We were just poking around the docket of the Dreier LLP bankruptcy this morning (that would be the eponymous Dreier firm in New York, not to be confused with Marc Dreier himself, or any of the many offshoot Dreier So-and-So & Whatsisface firms in various states). And while this transcript is not exactly fresh out of the box, we found some moments that we wish we could’ve been there for, if only because the lawyers just seem so candid about how no one really has a handle on all the layers of the onion that was Dreier LLP.
First, we present you with The Cast from the
Stephen J. Shimshak and Brian Hermann, both with Paul, Weiss, Rifkind, Wharton & Garrison LLP, representing Dreier LLP and Paul, Weiss’ Mark Pomerantz, the SEC receiver for Marc Dreier’s assets
Steven Reisman, with Curtis, Mallet-Prevost, Colt & Mosle, representing a representative of creditor 360 Networks USA Inc. (which is missing $38M-$40M that was in escrow)
Judge Stuart Bernstein, as himself
Acts I through VI, after the jump …
Not to seem like we’re quibbling over peanuts, but … in this case, it’s eat peanuts or eat dirt.
Steven Reisman: “We're not dealing here with large dollars in the scope of cases. But in this particular case, there doesn't seem to be a lot of money either. So every dollar is, in fact, meaningful.”
Even in this economy, there are some “jobs” most lawyers still don’t want.
Stephen Shimshak: “We do not have, as often happens in these cases, a wind down committee or anything of that sort comprised of former partners. There are two partners who are continuing to assist the firm, as Mr. Hermann indicated, but most of the partners at Dreier LLP have made the decision to try to get on with their professional lives as best they can. And it has fallen to the receiver to oversee the wind down of the firm.”
But something tells Legal Pad it’ll be easier to find volunteers to give Marc Dreier a push.
Brian Hermann: “It is our intention to do the best we can to try to get Mr. Dreier either cooperatively or, if not cooperatively, in some involuntary fashion also into a bankruptcy case.”
At least it'll be a billing-hours dream ...
Stephen Shimshak: “Counsel for Wachovia spoke earlier about the size -- the amount of money in the bank account. But the truth is that the dimensions of this estate are essentially unknown at this time because of the inner relationship of the affairs of Mr. Dreier and the partnership.

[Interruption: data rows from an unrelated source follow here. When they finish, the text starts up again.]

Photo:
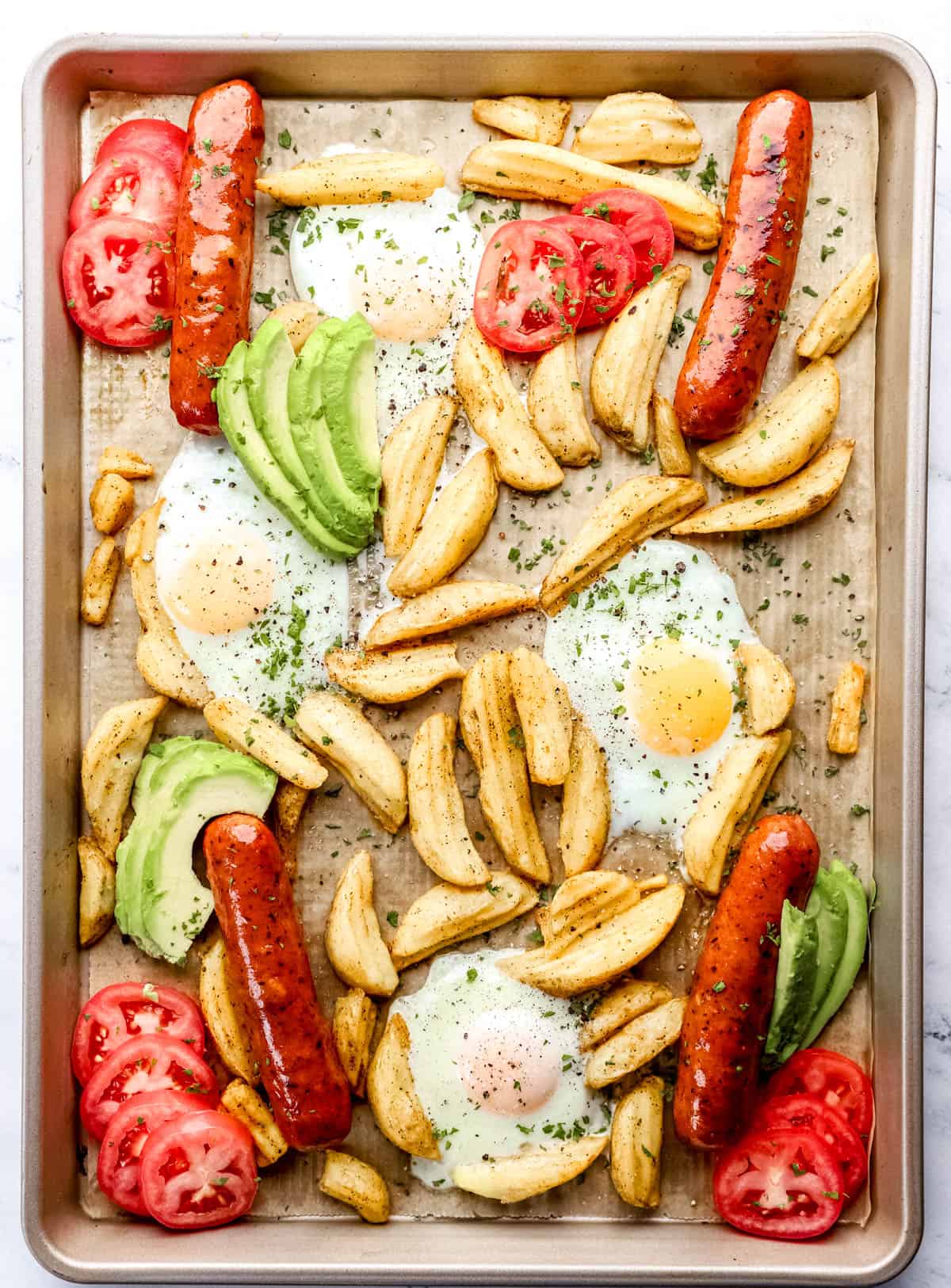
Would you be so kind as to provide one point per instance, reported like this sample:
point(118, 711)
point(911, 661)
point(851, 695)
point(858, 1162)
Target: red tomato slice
point(642, 220)
point(125, 1137)
point(119, 279)
point(199, 1171)
point(835, 1080)
point(609, 261)
point(531, 286)
point(152, 1063)
point(829, 1123)
point(782, 1183)
point(123, 1012)
point(160, 139)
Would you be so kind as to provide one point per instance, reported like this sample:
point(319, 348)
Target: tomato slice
point(611, 265)
point(199, 1171)
point(121, 1012)
point(835, 1080)
point(782, 1183)
point(154, 1063)
point(162, 139)
point(119, 279)
point(125, 1137)
point(530, 288)
point(642, 220)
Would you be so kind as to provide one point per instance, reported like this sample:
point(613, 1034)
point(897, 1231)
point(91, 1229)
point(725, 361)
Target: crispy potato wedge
point(724, 812)
point(846, 716)
point(840, 313)
point(352, 934)
point(342, 734)
point(437, 816)
point(628, 356)
point(111, 760)
point(354, 179)
point(510, 168)
point(767, 688)
point(446, 915)
point(357, 1184)
point(637, 1139)
point(410, 465)
point(392, 1094)
point(796, 497)
point(637, 509)
point(489, 720)
point(448, 608)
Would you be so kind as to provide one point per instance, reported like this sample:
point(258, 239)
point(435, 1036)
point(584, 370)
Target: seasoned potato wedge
point(437, 816)
point(537, 172)
point(637, 509)
point(352, 934)
point(453, 528)
point(343, 736)
point(354, 179)
point(796, 497)
point(491, 732)
point(392, 1094)
point(111, 760)
point(724, 812)
point(446, 915)
point(840, 313)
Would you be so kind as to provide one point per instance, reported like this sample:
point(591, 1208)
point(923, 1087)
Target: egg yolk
point(679, 701)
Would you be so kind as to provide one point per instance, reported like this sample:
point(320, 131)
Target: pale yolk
point(506, 1064)
point(681, 702)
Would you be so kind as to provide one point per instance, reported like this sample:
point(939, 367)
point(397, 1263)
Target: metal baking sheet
point(693, 1248)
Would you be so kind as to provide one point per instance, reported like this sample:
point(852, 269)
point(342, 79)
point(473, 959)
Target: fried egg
point(647, 654)
point(496, 1064)
point(253, 604)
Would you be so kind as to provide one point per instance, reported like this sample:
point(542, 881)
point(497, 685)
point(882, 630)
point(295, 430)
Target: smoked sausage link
point(763, 226)
point(728, 1010)
point(269, 965)
point(214, 246)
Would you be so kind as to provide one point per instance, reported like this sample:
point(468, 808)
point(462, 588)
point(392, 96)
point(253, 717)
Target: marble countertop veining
point(25, 31)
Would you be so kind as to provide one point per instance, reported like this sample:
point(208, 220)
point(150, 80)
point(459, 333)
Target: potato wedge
point(446, 915)
point(724, 812)
point(846, 716)
point(489, 720)
point(357, 1184)
point(243, 728)
point(586, 804)
point(781, 438)
point(637, 1137)
point(111, 760)
point(448, 608)
point(796, 497)
point(392, 1094)
point(766, 687)
point(453, 528)
point(628, 356)
point(510, 168)
point(410, 465)
point(541, 120)
point(637, 509)
point(352, 934)
point(637, 1042)
point(840, 313)
point(354, 179)
point(437, 816)
point(343, 736)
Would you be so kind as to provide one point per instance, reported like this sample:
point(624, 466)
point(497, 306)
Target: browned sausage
point(763, 226)
point(728, 1008)
point(214, 246)
point(267, 960)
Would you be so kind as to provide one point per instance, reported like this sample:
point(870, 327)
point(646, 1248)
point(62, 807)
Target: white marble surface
point(25, 30)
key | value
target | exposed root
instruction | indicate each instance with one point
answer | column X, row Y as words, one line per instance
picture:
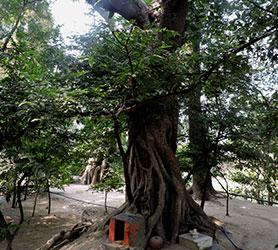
column 64, row 237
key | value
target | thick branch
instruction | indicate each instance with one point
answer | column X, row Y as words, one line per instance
column 259, row 7
column 129, row 9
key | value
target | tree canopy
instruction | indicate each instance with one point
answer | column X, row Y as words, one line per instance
column 166, row 86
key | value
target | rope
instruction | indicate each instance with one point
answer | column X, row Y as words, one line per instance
column 227, row 235
column 91, row 203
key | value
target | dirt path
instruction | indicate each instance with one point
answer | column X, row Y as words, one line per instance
column 251, row 226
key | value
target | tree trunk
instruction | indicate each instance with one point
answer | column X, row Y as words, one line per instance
column 158, row 191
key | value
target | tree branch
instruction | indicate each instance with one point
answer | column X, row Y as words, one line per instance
column 129, row 9
column 259, row 7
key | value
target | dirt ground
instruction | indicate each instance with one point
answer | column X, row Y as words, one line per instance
column 250, row 226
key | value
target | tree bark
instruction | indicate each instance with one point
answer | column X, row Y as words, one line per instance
column 156, row 185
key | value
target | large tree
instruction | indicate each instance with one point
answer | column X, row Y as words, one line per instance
column 154, row 185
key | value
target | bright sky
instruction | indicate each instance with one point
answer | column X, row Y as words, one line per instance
column 72, row 16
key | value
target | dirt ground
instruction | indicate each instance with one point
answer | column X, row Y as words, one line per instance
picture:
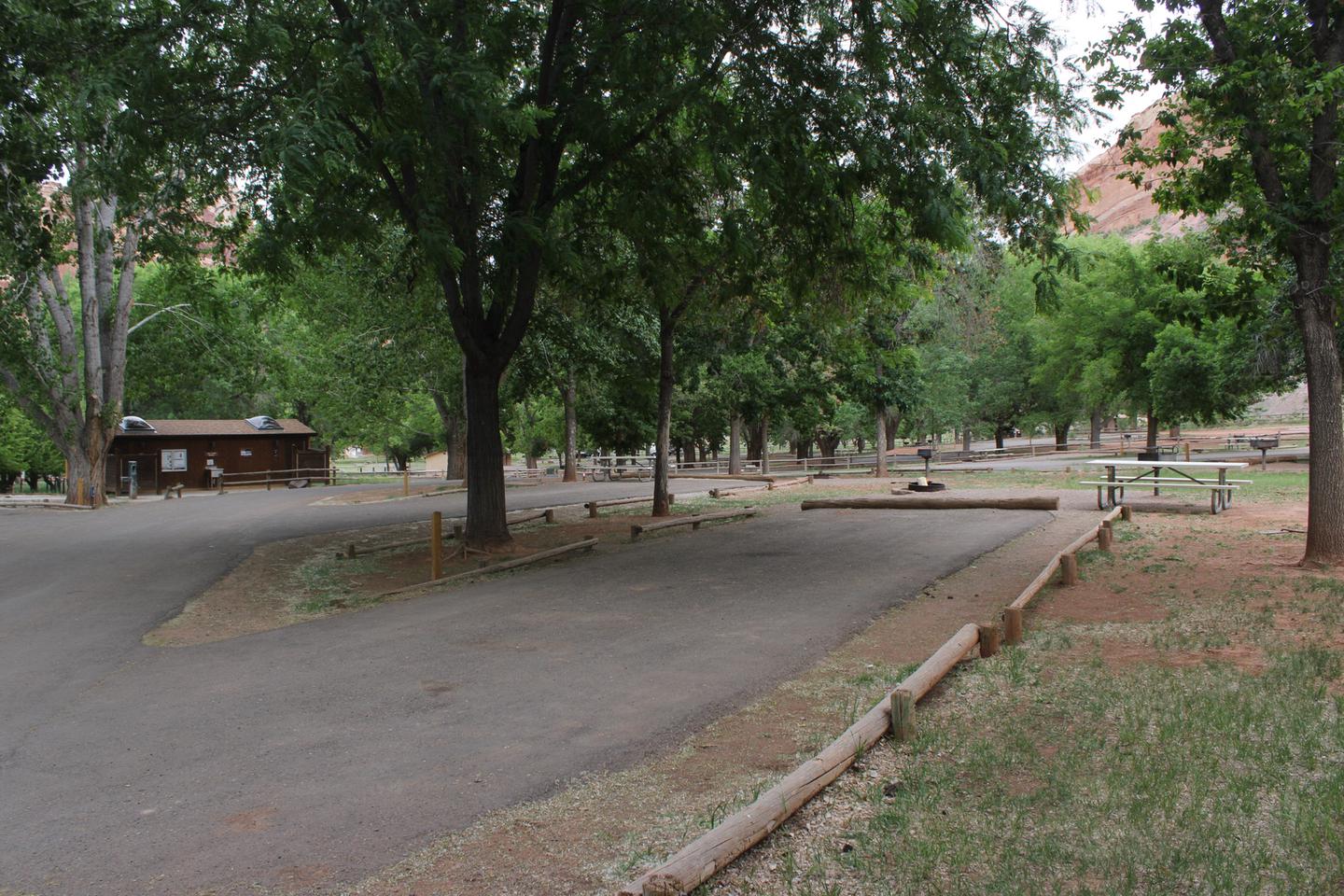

And there is a great deal of sorting out that needs to be done. And there is a great deal that needs to be investigated in terms of the relationship of parties to the operation of the firm and to Mr. Dreier.”
… but that dream won't be lived by our firm.*
Stephen Shimshak: “The receiver has determined that the most effective way for that to be done is through a Chapter 11 trustee. And a Chapter 11 trustee, he underscores, who would have expertise in this area, expertise in the sense of understanding the Bankruptcy Code, understanding the avoidance powers, understanding all of those issues. But also the support of a law firm that can discharge all of this free of conflicts and free of the need to work around conflicts in a fashion that, frankly, neither the receiver nor Paul Weiss are able to do. As the parties who are emerging in this matter begin to surface, we see, frankly, many of our current clients on the list. So it became apparent to us that we had to find a workable way that would protect the best interest of the creditors and insure the orderly administration of the estate."
The name ‘Dreier’ isn’t necessarily a kiss of death. There's a 20 percent survival rate**.
Judge Stuart Bernstein: “What about these other affiliated entities that I've read about?”
Brian Hermann: “We have been examining them one by one. Frankly, there is some that -- and the analysis is incomplete. But there are some that we believe, at least some, that can viably function independent of Dreier. And as long as we are comfortable that there are no estate assets in those entities and that those entities are otherwise self-sufficient and the attorneys at those other firms can make a living and go on with their lives, we don't want to stand in the way of that. To the extent we come across entities that do need to be in bankruptcy, and we kind of viewed that as secondary to getting this firm in because this is where the vast majority of the assets live, we will follow up and file those entities as well.”
** Our totally unscientific guesstimate.